The use of the conventional, multi-variate detection method in conjunction with a 14-year wide C1 filter (TfC1) results in successful detection of the sulphate aerosol signal within a decade of geoengineering deployment, in around 66% of the studied pseudo-observation model pairs. This result is comparable to that of Bürger and Cubasch17, even though a significantly different null hypothesis and additional spatial information are used in their study. Our results, therefore, confirm our ability to detect the influence of injected sulphate aerosols on near-surface air temperature within 10 years of geoengineering deployment regardless of the null hypothesis chosen, should the future observations follow the G4 projections, and the same climate variable, models and filtering technique are used.

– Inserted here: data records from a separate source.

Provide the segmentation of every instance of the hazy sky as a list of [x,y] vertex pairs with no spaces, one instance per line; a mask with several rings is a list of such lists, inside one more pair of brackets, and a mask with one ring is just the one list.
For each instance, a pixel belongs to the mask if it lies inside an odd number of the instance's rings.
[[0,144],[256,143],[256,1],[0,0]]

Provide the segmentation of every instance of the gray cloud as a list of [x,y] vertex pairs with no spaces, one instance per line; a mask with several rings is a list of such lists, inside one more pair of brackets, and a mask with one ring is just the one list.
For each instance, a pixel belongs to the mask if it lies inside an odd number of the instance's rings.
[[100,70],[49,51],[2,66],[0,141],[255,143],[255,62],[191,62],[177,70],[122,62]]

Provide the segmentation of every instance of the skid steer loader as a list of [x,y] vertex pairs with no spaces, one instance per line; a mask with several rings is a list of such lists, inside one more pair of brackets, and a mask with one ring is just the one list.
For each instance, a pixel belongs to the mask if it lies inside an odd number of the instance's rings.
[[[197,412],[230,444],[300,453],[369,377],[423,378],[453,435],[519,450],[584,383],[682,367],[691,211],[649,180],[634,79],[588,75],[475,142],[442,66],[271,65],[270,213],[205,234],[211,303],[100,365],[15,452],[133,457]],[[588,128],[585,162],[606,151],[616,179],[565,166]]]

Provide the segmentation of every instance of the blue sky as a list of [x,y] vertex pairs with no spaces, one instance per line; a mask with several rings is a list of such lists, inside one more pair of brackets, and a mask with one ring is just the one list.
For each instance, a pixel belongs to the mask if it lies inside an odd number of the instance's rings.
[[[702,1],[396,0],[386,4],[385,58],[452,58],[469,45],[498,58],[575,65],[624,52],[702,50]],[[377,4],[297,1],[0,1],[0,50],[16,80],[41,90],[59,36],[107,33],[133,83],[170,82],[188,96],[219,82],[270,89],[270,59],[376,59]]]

In comparison to the filtering technique, the detection method alone has a smaller effect on geoengineering detectability. Nonetheless, the combined use of the non-stationary method and the 14-year wide C1 filter (BgC1) results in early detectability in the highest number of studied comparisons. The sulphate aerosol signal becomes detectable within 10 years of deployment in around 80% of the studied comparisons. This is consistent with Bürger and Cubasch’s results. It is, therefore, evident that the early geoengineering detectability found in their study is mainly the result of a good choice of filter, rather than the null hypothesis that includes a forced warming trend.

Whilst neither the multi-variate method nor the non-stationary method is incorrect, there are certain advantages of using TfC1 over BgC1. Firstly, the multi-variate detection method has been very widely used for detecting and attributing climate change in many different climate variables. On the other hand, there is no proven credibility of the non-stationary method except for its application to surface temperature and precipitation in hypothetical geoengineered worlds. Secondly, the multi-variate method allows simultaneous detection of climate responses to different forcings or groups of forcings. This means the detection of anthropogenic warming before geoengineering could serve as a check, as climate warming should have been robustly detected before geoengineering is considered and deployed. Indeed, with the use of TfC1, the RCP4.5 signal is detected before or at the same time as the geoengineering signal in almost all of our studied comparisons. This is a useful check that the non-stationary method cannot provide.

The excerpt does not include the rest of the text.